Wednesday 29 February 2012


When Hentry Seddon & Sons Ltd issued the brochure from which the above illustration of the firm's Pepper Street offices is taken, they were obviously keen to make an impact as a modern, go-ahead company in the spirit of the age.
Hence the somewhat stylised depiction of the Middlewich HQ seen here with the very latest in road vehicles parked outside, giving an impression of dynamic but quiet efficiency.
Most of the photographs we use on A Middlewich Diary are very little altered before publication; sometimes we increase the contrast or alter the colouring slightly to make them a little clearer, but mostly they're pretty much as they always were.
This is not the case with this particular photograph.
The original was graced with blue spot colour in an attempt to give the impression of those perennial clear blue skies which everyone likes to think were once common over Middlewich.
We've rendered the whole thing into black and white to make it look a little more natural.
Once again, as with other photos in the brochure in question, the art of the re-toucher is much in evidence, particularly on either side of the main building.

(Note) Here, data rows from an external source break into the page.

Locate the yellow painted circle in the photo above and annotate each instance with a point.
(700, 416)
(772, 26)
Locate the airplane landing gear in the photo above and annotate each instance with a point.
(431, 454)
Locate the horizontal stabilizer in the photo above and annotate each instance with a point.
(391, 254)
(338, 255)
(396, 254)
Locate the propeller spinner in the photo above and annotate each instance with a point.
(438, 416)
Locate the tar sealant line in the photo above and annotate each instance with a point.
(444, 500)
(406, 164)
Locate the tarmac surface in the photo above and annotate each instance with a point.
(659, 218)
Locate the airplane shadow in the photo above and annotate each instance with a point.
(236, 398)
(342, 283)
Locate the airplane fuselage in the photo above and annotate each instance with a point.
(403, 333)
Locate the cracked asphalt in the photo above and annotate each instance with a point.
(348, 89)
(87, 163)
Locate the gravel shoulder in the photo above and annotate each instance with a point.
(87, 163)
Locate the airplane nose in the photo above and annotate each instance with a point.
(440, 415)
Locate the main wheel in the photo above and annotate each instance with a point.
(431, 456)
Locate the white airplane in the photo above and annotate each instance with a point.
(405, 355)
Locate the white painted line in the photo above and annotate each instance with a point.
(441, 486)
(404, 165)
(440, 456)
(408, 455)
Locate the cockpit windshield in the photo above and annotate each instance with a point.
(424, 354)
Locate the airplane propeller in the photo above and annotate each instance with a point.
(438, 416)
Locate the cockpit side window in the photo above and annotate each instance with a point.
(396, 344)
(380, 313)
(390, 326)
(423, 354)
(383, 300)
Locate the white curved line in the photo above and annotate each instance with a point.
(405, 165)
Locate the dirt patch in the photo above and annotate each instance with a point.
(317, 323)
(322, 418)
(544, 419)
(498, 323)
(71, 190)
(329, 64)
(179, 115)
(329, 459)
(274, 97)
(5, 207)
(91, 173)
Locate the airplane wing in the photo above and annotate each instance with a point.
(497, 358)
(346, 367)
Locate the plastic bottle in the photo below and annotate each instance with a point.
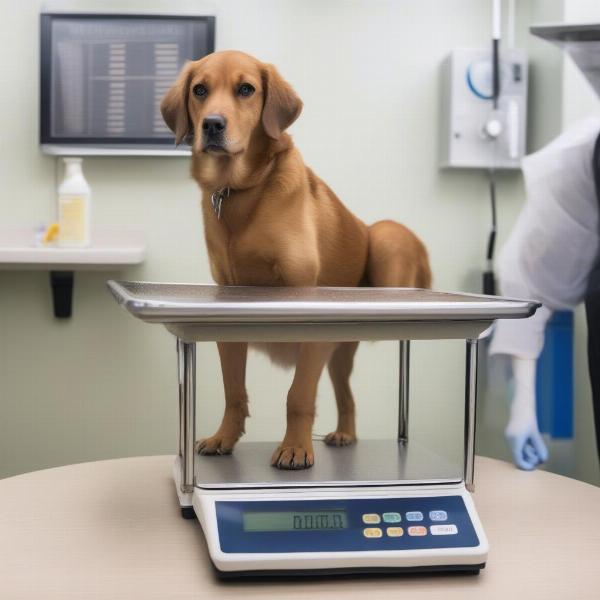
(74, 206)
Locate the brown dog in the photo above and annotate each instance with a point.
(269, 220)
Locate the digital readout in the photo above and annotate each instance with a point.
(295, 521)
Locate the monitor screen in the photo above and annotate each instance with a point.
(103, 76)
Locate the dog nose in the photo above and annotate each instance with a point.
(213, 124)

This was obviously done to make the office block itself stand out from its surroundings. So why, then, was the row of houses on the left included in the picture?  (those houses, incidentally, still exist and are now the whole extent of modern day Pepper Street - one of them is the house in which our old friend Sherry Hill Smith once lived)

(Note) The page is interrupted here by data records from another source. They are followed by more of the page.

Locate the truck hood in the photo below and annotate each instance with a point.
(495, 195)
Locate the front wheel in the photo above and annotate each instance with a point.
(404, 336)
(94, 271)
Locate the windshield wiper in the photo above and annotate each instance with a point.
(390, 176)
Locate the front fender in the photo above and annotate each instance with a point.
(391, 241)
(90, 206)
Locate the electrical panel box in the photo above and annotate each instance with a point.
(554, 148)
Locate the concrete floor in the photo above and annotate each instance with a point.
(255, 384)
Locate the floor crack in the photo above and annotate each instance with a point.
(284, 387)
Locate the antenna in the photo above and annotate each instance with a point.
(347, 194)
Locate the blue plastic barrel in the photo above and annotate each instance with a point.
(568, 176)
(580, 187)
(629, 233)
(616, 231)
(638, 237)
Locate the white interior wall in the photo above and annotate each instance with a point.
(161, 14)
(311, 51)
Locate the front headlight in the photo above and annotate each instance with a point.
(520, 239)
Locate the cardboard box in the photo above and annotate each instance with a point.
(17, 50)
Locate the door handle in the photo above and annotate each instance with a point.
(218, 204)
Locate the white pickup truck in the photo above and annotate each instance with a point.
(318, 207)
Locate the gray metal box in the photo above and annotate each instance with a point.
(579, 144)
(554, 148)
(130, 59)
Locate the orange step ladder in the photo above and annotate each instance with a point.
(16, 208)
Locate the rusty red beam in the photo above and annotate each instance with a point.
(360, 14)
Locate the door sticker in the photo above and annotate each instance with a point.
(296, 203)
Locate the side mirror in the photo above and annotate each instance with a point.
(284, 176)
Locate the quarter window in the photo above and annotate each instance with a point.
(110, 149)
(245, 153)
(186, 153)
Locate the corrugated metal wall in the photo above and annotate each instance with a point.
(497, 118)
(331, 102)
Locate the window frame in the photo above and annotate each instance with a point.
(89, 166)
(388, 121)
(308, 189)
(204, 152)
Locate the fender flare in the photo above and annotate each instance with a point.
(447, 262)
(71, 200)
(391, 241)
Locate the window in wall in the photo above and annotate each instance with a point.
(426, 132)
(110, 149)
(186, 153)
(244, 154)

We're wondering if it's because it would have been too difficult to preserve the outline of the motor lorry on the left?
Incidentally, as we've mentioned before, re-touching of photographs was very common in this era. Many people considered photographs to be almost akin to paintings, and the 'artistic license' afforded to painters - who often painted what they would have liked to have been in a scene, rather than what they were actually looking at - was extended to professional photographers too. The problem in many cases was that the methods used were crude, and they were often clumsily executed.
We're wondering if the SE DD ON lettering in the windows was placed there especially for the photograph? It just doesn't look very convincing somehow.

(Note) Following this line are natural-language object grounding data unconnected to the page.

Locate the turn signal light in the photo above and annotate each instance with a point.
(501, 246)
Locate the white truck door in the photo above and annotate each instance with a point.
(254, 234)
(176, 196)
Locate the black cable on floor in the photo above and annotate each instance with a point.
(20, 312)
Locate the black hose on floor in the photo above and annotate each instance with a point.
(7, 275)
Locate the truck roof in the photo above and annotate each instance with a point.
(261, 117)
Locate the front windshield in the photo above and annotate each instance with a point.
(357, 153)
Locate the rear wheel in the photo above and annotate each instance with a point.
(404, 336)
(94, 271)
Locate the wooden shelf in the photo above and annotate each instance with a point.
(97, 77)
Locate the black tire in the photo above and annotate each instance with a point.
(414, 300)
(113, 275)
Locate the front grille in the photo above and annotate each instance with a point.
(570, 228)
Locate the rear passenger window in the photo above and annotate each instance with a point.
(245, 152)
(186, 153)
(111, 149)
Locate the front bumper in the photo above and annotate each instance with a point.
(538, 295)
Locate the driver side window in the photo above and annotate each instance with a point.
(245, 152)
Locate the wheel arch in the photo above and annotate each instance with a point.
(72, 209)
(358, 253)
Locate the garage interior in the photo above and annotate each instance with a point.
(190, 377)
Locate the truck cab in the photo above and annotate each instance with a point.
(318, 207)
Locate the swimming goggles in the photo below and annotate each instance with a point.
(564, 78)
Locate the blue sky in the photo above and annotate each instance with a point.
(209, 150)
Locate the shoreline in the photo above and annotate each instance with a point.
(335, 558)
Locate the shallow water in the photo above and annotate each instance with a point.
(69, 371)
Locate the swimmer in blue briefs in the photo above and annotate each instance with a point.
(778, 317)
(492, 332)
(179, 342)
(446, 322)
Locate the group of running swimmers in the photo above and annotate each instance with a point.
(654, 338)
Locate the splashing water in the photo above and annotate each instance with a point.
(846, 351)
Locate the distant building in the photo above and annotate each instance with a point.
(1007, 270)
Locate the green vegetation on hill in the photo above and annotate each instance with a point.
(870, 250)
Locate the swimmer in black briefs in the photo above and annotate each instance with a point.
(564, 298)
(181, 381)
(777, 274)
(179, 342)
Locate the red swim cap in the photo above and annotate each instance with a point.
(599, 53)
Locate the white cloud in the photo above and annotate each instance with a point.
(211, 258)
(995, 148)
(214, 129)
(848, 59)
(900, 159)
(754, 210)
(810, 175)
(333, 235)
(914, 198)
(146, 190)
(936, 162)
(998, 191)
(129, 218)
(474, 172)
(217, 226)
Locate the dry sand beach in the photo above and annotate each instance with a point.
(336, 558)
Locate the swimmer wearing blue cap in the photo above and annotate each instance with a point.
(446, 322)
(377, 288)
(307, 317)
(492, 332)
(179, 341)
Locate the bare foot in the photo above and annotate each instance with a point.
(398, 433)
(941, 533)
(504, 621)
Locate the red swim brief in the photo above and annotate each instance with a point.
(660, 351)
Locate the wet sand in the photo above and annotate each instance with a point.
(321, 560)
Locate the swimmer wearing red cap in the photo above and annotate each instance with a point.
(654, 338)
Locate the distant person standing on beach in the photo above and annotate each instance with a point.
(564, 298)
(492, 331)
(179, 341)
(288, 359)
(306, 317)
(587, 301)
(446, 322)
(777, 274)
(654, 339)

Or was it another little touch added during processing by the re-toucher?
And why has one of the windows, top centre, been blacked out?
But, in any case, the whole attempt at portraying businesslike, thrusting modernity is marred somewhat by some feckless member of the lower orders leaving his bike propped up in the open doorway.
The re-toucher doesn't seem to have noticed.
You can see these offices as they were after the works closed  here . Note that in the later view  of the office building (from the 1970s), that upper central window has been considerably altered.

Facebook feedback:

Geraldine Williams: This pic shows off perfectly the godsend side wall (not a window in sight) where we local girls honed our twosie-and-threesie tennis ball skills most evenings during the Summer.